Beat congestion - stay at home

With the news today that even the Queen is green, the pressure is mounting for people to take a more responsible approach to travel and its impact on the environment. But, now that cheap air travel has opened up the world to people, it is not easy to turn back the clock and tell people to stay at home. For the wealthy, there is the new trend of offsetting the impact of their trips with investment in green projects (as the Queen plans to do). But for your average Joe, this puts the cost of travel beyond reach and doesn't seem very fair.

Meantime, with increasing congestion in the skies and on the roads, we hear a lot of talk and debate, but don't see much real action. The government wants to introduce road charging to reduce congestion and assures us that this is not another stealth tax but a scheme which will benefit everybody. They claim that when the driving public becomes aware of the real cost of motoring, we will be happy to reduce our time at the wheel. What a load of codswallop.

Most people don't choose to sit in traffic jams morning and evening, 5 days a week. They are there because they have to get to and from work in a country where public transport is increasingly inadequate, unreliable and prohibitively expensive. In a society which requires all schoolchildren and workers to arrive at school or work at approximately the same time every day, it is little wonder there is congestion at peak times.

There are a number of practical steps we could take to improve matters without taxing people. We could stagger school opening times for example, taking the pressure of the school run out of the rush hour. And we could also stagger the school holidays to avoid the travel chaos that occurs every holiday. In light of the inflated travel costs during school holidays, this move would be welcomed by parents and teachers alike I think.

And, rather than penalising people for driving to work, we could reward them for staying at home. Some jobs require a physical presence, such as doctors and teachers and shop keepers. But in our service-based economy a very large percentage of us could use modern communication tools to perform many of our tasks remotely. Not only can telecommuting reduce congestion, but there are proven benefits in terms of increased productivity and enhanced work-life balance. Instead of charging people to use the roads, reward home workers with grants to equip home offices, subsidised broadband and lower taxation for work done from home. Instead of building more roads and airports, invest the money in free wifi and cheap access to video-conferencing facilities in all communities.

A major barrier to the growth of telecommuting is a culture of distrust among employers, a belief that workers will take advantage of the situation and not pull their weight. This is a sad attitude that says more about the employer's lack of self-belief than about the trustworthiness of the workforce. With good communications and efficient performance management, employers will find that workers can be trusted and, with less stress, they will tend to perform beyond expectation. Companies will also benefit from a reduction in the cost of office accommodation and better staff retention. It's a win win situation.
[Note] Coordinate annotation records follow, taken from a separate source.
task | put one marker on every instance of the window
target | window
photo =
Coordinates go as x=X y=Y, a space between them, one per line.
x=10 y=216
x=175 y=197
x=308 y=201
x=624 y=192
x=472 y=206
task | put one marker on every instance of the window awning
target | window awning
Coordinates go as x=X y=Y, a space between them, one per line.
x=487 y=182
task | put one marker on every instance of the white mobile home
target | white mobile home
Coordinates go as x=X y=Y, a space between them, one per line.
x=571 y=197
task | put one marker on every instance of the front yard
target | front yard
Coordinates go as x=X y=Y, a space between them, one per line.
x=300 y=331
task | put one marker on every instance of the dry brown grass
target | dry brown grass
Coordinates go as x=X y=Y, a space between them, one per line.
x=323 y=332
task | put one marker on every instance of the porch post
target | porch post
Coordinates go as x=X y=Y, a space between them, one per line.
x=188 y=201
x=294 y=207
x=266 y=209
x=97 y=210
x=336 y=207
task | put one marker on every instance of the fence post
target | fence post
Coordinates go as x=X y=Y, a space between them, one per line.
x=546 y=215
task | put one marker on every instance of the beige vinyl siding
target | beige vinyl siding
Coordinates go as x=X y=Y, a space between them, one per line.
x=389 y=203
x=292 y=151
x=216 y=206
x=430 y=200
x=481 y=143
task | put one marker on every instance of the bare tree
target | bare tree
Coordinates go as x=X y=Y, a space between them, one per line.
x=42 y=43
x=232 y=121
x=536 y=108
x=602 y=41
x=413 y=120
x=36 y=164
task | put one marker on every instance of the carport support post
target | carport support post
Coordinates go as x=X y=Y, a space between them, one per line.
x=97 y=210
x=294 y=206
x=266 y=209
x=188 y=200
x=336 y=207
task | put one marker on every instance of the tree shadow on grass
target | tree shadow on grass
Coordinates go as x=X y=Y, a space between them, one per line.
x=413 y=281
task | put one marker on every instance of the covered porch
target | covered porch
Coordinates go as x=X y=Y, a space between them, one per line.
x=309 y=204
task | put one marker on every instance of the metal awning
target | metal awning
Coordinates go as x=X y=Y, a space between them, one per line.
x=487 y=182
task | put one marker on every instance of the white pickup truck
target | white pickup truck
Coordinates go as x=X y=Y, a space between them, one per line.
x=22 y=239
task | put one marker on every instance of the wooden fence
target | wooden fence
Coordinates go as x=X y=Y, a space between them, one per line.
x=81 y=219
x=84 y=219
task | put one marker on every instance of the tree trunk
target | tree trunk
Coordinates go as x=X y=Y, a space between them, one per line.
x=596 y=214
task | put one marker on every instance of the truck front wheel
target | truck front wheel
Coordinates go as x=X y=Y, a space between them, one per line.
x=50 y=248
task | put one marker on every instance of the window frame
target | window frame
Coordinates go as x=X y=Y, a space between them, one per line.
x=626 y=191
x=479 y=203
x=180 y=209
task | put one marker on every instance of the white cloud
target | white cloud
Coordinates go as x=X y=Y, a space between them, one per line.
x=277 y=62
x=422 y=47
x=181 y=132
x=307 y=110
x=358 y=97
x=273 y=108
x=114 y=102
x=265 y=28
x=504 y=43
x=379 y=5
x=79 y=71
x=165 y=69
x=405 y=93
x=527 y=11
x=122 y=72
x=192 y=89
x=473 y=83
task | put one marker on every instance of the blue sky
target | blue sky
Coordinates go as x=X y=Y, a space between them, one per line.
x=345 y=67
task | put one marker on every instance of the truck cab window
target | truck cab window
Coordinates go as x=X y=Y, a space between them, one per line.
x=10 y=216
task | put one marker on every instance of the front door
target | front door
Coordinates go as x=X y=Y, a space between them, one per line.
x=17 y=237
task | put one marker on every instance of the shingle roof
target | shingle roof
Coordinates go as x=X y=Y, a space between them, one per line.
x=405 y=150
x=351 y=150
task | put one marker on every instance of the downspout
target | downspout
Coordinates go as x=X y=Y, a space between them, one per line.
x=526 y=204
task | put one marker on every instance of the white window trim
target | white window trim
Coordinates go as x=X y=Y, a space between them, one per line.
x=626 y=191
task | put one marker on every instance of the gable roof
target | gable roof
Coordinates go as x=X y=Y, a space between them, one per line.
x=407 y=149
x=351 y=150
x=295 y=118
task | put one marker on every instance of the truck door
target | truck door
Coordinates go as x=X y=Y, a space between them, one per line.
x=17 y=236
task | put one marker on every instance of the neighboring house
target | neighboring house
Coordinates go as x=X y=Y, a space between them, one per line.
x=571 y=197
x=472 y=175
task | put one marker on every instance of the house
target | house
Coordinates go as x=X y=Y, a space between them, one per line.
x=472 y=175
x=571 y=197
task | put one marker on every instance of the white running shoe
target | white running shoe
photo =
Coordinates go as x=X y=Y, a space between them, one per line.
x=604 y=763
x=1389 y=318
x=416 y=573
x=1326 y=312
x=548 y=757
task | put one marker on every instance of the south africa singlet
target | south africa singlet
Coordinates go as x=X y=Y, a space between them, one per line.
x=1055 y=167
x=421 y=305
So why isn't it happening? There seems to be an astounding lack of political will to upset the status quo in a way that would reduce our reliance on planes, trains and automobiles. A cynic might say that this arises from the vested interest of car makers, oil companies and the travel sector. That may be the case, but the time when this was acceptable is rapidly running out. When compared to the complicated, costly and socially invasive plans for road charging, the telecommute option appears simpler, less intrusive and rewards people rather than penalising them.